Embracing weakness is a necessary, if painful, part of the process. So, with 2024 almost in the rearview mirror, where does one of the world’s top sprinters turn to get better? What can she improve to close the gap when the big days next arrive?
“This year, strength was definitely one of my weaknesses - I think because of the way we set out to maybe change things a little bit when it comes to my training.
“So I was doing a lot more of the short sprints training and that initially didn’t work out with the strength when it came to the strength part of my 400 metres because in 2023 I ran my races very differently, I’d more to close at the end instead of tiring up, so that’s definitely something what we’re working on this year. Hopefully in 2025 we’ll see the results of that.
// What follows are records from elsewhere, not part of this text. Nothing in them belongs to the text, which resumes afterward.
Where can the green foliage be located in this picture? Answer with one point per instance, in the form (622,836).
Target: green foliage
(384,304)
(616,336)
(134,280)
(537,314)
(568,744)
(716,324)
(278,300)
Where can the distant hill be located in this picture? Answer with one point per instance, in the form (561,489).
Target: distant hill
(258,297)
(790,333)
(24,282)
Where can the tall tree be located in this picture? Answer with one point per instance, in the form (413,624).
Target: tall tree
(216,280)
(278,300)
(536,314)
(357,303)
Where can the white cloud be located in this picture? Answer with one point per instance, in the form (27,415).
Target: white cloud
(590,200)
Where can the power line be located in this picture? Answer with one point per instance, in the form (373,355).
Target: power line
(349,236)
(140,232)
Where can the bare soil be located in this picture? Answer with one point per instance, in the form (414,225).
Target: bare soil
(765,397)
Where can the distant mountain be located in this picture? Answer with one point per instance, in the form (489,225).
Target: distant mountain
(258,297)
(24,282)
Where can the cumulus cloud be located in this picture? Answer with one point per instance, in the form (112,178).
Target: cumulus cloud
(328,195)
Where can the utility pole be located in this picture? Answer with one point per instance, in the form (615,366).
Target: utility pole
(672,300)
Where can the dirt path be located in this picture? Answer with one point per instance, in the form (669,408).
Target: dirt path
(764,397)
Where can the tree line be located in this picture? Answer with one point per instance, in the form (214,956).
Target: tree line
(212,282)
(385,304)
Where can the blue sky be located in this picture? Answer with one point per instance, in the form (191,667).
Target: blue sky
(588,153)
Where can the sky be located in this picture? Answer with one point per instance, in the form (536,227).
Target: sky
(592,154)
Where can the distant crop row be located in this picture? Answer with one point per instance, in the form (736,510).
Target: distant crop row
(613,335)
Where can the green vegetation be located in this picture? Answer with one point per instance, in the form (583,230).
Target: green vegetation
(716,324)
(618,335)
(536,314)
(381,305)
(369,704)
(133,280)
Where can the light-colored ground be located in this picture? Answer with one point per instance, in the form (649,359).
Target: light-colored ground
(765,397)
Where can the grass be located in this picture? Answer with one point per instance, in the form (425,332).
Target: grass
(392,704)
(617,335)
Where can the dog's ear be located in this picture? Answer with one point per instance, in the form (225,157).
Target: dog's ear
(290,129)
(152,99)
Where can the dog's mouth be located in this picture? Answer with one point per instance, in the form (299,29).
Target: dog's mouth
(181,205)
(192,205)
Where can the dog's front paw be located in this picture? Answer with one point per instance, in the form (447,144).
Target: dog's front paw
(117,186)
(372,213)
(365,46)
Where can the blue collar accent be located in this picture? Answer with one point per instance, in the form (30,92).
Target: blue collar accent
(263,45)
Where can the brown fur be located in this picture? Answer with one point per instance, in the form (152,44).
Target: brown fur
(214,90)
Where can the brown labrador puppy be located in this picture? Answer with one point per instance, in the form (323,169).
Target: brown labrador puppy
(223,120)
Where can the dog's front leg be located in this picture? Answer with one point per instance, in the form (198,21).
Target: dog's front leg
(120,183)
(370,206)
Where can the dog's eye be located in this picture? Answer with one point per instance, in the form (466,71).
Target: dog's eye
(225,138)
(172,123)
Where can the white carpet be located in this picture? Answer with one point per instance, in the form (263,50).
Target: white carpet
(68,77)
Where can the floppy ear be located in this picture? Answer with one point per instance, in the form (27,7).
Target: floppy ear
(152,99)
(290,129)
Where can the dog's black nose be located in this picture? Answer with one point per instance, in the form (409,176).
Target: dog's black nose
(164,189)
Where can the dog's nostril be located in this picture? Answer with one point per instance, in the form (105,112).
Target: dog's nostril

“And I think that my strength issues weren’t just with actually having the stamina to finish a race, it was things like posture and tightening in various areas, and strengthening work in my physique and not necessarily the training also.
“So it’s a bunch of different things that I’m fixing with my training, but also in the weight room and with mobility and prehab -just the little one percentages that you don’t think matter but they do matter a lot.
“I’m very self-aware… I know what I’m not good at, and I’m really good at taking constructive criticism as well, so if someone is like, ‘oh, you need to work on this’ then I’m like ‘okay, what do I need to do?’
“I want to do everything I can to get better at this sport and to reach our full potential, so if anyone is able to help me with that I’m all ears and I’m willing to do the work to get to where I want to be.
“Because there’s nothing worse than feeling, like, ‘oh, I could have done more and I didn’t’. So when it comes to working on my weaknesses, I’m all for it.”
There are no plans to enter the European or World indoors, with ‘coach Flo’ plotting out a different course for the months ahead that will include a handful of indoor races Stateside, but not a full season.
“If I do any at all, it’ll be one or two in America and that’ll be it,” she said, “short and sweet.”
And those plans do not include Michael Johnson’s initiative to shake up the athletics calendar.
The American four-time Olympic champion has launched Grand Slam Track, a professional track and field league that will see the world’s fastest athletes competing head-to-head in four annual Slams.
However, while big-name announcements and lucrative prize money have helped build its profile, Adeleke will not be involved in Grand Slam Track’s inaugural campaign.
“Yeah, Michael had talked to my coach and my agent, but Flo just didn’t see a fit for us so he just decided wait and see how things work out.
“It’s a different season already so we didn’t want to add too much. Flo had his reasons, he didn’t really go into it, but we just didn’t sign to it.”